The pandemic has created what we certainly hope are temporary adjustments to our collective agreements. Thankfully, because of available wage subsidies like the CERB and CEWS (more acronyms to learn), the advancing of grant monies, the generosity of donors, and the scaling down of production to levels that can be managed under COVID protocols, almost all of our orchestras will see 75 to 100 percent of their contracted wages for this season. The AFM’s response to accommodating livestreaming of performances with no audience present was to create a side letter to promise that the media content, which would normally be paid for on top of wages, could be offered for no additional remuneration to musicians provided that levels of guaranteed salary were maintained.
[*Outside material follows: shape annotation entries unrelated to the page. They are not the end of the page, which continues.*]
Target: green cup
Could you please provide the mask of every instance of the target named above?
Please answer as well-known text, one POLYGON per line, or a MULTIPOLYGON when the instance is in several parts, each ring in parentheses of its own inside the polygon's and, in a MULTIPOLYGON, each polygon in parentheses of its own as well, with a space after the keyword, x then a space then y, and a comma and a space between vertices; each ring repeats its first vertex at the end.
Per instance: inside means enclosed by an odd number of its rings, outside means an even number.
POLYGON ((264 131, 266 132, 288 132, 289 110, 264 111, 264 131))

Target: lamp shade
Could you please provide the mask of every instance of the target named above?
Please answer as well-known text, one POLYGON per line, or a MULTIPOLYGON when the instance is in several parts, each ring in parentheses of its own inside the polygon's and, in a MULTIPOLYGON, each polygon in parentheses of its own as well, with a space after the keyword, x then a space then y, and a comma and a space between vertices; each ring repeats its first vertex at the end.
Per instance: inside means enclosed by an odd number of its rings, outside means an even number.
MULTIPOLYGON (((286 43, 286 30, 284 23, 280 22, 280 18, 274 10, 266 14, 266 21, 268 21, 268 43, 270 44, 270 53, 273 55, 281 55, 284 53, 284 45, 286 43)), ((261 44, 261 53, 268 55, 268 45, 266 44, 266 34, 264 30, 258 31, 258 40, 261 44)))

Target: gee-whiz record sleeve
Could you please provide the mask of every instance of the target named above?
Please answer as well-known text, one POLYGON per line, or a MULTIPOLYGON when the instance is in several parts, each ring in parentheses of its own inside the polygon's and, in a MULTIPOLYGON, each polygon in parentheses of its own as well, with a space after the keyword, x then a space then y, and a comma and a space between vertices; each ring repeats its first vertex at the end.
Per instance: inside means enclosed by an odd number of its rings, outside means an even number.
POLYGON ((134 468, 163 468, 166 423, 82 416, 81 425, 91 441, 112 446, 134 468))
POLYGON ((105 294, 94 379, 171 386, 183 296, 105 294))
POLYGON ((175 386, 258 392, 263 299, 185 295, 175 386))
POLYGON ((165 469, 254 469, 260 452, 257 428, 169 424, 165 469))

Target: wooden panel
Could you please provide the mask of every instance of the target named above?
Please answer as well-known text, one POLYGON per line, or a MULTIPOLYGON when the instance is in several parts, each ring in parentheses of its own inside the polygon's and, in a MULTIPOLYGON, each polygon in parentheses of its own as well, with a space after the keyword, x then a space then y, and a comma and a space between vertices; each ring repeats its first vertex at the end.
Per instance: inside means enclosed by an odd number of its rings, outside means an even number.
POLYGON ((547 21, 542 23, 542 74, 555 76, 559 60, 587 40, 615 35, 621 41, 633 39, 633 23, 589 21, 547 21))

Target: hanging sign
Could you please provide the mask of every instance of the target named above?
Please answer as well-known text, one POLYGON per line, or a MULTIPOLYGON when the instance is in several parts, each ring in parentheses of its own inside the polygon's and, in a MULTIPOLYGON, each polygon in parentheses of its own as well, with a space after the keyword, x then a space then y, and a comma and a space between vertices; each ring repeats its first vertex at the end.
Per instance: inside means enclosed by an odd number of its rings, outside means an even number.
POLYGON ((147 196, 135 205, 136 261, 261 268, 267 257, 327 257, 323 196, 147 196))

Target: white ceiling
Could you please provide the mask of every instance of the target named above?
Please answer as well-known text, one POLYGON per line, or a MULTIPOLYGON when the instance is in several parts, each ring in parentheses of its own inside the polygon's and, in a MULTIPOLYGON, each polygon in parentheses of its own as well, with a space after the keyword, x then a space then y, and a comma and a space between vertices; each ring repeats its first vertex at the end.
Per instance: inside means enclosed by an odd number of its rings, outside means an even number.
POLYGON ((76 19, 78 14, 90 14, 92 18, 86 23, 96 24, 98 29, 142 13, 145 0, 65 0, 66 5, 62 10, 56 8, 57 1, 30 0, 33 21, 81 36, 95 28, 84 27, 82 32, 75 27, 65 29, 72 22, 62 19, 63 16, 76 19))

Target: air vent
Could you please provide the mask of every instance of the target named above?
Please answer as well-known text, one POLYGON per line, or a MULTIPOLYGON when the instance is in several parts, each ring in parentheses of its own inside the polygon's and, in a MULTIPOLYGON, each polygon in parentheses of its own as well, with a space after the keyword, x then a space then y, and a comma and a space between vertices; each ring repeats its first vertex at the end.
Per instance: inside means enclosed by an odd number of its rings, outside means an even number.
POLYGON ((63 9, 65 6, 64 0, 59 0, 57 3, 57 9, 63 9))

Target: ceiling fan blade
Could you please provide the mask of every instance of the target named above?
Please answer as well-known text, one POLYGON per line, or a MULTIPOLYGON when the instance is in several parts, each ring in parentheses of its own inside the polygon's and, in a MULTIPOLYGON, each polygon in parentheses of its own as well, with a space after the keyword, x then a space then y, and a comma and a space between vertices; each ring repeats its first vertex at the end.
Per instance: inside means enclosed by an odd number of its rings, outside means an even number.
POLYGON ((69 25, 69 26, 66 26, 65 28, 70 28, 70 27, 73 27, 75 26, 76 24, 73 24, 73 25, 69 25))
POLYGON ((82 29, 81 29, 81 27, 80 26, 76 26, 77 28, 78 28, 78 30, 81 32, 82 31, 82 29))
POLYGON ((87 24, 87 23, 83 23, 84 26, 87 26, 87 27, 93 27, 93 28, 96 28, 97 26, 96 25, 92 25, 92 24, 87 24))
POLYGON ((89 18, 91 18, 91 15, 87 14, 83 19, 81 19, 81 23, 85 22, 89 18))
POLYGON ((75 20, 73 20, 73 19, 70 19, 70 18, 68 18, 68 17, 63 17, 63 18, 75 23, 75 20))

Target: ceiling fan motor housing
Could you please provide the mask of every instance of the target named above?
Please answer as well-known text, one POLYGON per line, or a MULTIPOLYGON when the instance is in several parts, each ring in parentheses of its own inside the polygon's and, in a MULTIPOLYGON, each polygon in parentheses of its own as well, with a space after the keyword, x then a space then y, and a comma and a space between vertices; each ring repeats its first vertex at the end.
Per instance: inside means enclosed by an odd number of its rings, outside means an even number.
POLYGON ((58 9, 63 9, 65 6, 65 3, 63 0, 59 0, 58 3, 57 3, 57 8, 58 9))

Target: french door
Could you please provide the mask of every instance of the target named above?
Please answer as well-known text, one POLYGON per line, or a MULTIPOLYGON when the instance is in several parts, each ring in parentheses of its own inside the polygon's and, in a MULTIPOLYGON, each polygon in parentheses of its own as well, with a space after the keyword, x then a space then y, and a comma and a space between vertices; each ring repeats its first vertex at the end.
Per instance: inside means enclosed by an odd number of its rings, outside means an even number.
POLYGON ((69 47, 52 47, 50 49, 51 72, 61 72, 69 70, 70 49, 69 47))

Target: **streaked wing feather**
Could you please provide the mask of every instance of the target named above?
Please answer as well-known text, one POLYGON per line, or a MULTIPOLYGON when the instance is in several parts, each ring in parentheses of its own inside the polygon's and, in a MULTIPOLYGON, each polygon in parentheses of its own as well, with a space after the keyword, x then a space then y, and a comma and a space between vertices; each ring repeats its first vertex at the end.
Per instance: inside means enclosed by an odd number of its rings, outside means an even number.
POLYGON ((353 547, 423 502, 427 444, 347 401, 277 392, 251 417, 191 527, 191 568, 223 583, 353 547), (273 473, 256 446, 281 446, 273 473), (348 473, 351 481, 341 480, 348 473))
Sick leave provisions and health and safety guidelines were quickly revised and continue to be a concern. Unfortunately, the biggest casualty of the pandemic in our orchestras was the group of musicians who work as extras with no guarantees under our collective agreements. While some players of specialty instruments (especially harpsichord — lots of “Four Seasons”) could count on some work, the ranks of extra string players normally hired to fill out sections for large works have been sidelined in a number of our groups.

Thankfully, none of the OCSM delegates have reported a single case of COVID among our colleagues that can be traced to any of our workplaces (that we know of). By January 2021, this was a real concern, as there was a huge spike in the number of reported cases of COVID in every region of Canada, at levels that exceeded twice the number of cases reported in the first peak of the pandemic in April 2020. Between the time I am writing this and the time you will read it, there will undoubtedly be new developments and setbacks; vaccine approval and rollout issues; variants to the virus; and confusion over easing restrictions in some regions and reimposing them in others. Obviously, the final chapters of this period in OCSM’s history have yet to be written.

As your President, I could not be prouder of the work of OCSM’s executive board and delegates through this unprecedented time. The level of communication in our organization has both broadened and deepened, despite our not being able to meet face to face for the first time in our 46-year history. Our increased online presence, born out of necessity, means I can now hear almost every OCSM orchestra online — in the space of a single day, even. The positivity that colleagues have shown in the face of adversity is heartwarming.

I wish you all a happy 2021 and continued strength and solidarity as we face the rest of this journey.